I received, after sending out about thirty letters, exactly two responses. One was a letter of rejection from Sister Kresky which, through some computer error, kept getting sent to me over and over for weeks. Things were very glum around our apartment. It was very grey. I had just about given up the fight. Hatbox Louie, fresh out of her Classics program, was working as a telemarketer. Besides making about seven cents an hour, Hatbox Louie is rather shy and likes talking on the phone to strangers, interrupting their dinner, about as much as cats enjoy inner tubing. At least she had a framework to understand her suffering. Her academic background had prepared her well to recognize one of Dante’s circles of hell. It was time for action. It didn’t matter what–I had to have work.

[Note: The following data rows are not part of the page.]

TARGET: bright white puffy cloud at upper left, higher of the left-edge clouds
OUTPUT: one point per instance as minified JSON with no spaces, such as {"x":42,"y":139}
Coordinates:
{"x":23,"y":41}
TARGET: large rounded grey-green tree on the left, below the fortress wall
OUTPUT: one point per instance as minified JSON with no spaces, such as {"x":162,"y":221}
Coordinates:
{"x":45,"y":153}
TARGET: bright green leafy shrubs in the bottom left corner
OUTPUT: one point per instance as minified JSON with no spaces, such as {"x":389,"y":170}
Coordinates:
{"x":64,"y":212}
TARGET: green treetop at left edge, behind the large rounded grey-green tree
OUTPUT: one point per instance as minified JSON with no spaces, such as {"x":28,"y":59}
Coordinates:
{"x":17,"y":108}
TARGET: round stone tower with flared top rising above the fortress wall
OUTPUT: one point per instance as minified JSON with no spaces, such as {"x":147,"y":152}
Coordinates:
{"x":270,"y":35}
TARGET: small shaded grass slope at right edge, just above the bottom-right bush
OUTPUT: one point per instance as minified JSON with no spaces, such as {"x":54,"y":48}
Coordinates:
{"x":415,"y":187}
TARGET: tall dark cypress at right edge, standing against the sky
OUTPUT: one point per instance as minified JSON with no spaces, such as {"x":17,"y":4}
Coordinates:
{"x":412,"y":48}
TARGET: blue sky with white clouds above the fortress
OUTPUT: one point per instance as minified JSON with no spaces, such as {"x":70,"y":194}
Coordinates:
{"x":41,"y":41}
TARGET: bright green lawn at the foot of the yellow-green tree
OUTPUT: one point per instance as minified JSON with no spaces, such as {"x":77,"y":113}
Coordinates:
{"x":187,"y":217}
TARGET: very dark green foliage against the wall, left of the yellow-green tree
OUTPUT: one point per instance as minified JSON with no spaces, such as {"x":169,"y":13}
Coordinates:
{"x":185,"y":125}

Pursuing the single positive response from my letter-writing campaign, I found myself walking hesitantly down a thick red stripe on the tarmac of a shipping warehouse. It was a vast open lot with a menacingly dark red pathway meant to keep people from straying as they came to fill out applications for work. It passed through an armed guardhouse, then led me into a building complex. I sat down with the other applicants: basically me, a few illegals, and a bunch of frat boys looking for some extra winter-break beer and rohypnol money.

The manager was young, he was a coolguy, his baseball cap was worn backwards, his goatee was tidy, his wrap-around sunglasses dangled on a green cord from his neck, he felt deeply empowered: “Ok. First off, the way you are going to succeed in this job is to be on time and to follow the workplace safety guidelines.” He flicked on a projector.